Deep Reinforcement Learning Based Resource Allocation Strategy in Cloud-Edge Computing System

Abstract

The rapid development of mobile devices applications has put tremendous pressure on edge nodes with limited computing capabilities, which may cause poor user experience. To solve this problem, collaborative cloud-edge computing is proposed. In the cloud-edge computing, an edge node with limited local resources can rent more resources from a cloud node. Since cloud service providers offer a variety of pricing modes for users' different computing demands, edge node needs to select appropriate pricing mode of cloud service and allocates resources between the cloud node and the edge node. It is a sequential decision problem. In this paper, we model it as a Parameterized Action Markov Decision Process, and propose a resource allocation algorithm Cost Efficient Resource Allocation under collaborative Cloud-Edge (CERACE) based on the deep reinforcement learning algorithm Parametrized Deep Q-learning (P-DQN).
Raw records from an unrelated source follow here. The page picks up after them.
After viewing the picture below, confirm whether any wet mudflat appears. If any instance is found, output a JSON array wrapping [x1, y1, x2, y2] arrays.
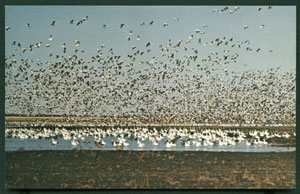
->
[[6, 150, 296, 189]]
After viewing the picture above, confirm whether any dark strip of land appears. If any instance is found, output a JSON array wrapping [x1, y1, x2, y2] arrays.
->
[[6, 150, 296, 189]]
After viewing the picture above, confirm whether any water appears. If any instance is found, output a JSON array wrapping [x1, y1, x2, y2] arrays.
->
[[5, 136, 296, 152]]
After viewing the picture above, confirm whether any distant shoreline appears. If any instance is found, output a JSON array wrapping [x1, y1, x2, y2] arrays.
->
[[5, 116, 296, 129]]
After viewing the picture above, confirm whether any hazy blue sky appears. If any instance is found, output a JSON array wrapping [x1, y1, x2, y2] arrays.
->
[[5, 6, 296, 70]]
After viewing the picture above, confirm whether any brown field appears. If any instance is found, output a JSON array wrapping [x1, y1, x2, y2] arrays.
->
[[6, 150, 296, 189]]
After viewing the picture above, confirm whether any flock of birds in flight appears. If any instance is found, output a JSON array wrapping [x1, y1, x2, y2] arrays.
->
[[5, 6, 296, 124]]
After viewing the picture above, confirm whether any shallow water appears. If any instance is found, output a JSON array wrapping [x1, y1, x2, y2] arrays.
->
[[5, 136, 296, 152]]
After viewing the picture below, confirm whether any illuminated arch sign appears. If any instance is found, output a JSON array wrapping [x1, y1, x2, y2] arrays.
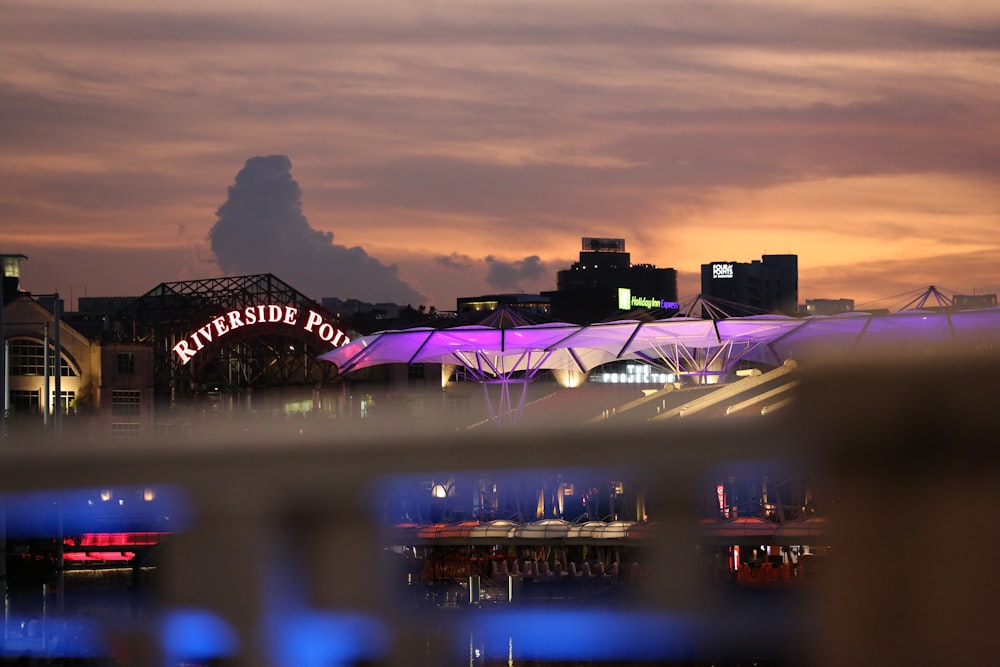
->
[[712, 263, 734, 280], [618, 287, 680, 310], [173, 304, 350, 364]]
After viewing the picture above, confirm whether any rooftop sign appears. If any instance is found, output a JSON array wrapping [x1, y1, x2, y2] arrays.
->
[[712, 263, 733, 279], [618, 287, 680, 310]]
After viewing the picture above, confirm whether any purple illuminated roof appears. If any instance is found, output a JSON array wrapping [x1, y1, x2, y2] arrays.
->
[[321, 308, 1000, 377]]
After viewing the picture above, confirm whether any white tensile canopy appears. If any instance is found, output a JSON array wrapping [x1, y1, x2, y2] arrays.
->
[[320, 308, 1000, 422]]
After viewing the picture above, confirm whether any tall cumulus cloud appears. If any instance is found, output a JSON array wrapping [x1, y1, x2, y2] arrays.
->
[[486, 255, 548, 290], [209, 155, 424, 304]]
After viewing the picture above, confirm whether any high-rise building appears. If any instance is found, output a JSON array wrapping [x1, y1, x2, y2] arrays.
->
[[701, 255, 799, 317], [542, 237, 678, 324]]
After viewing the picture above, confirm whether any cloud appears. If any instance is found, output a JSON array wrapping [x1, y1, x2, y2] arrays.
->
[[486, 255, 549, 291], [209, 155, 424, 304], [434, 252, 475, 271]]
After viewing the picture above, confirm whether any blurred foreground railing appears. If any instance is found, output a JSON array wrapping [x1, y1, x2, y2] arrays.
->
[[0, 357, 1000, 667]]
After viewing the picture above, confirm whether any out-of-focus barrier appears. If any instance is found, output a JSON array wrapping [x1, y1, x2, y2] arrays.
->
[[0, 357, 1000, 667]]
We evaluate CERACE against three typical resource allocation algorithms Edge First + On Demand (E+O), Edge + Random (E+R) and Random + Random (R+R) based on synthetic data and real data of Google dataset. The experimental results show that CERACE can effectively reduce the long-term operation cost of collaborative cloud-side computing in various demanding settings. Our analysis can provide some useful insights for enterprises to design the resource allocation strategy in the collaborative cloud-side computing system.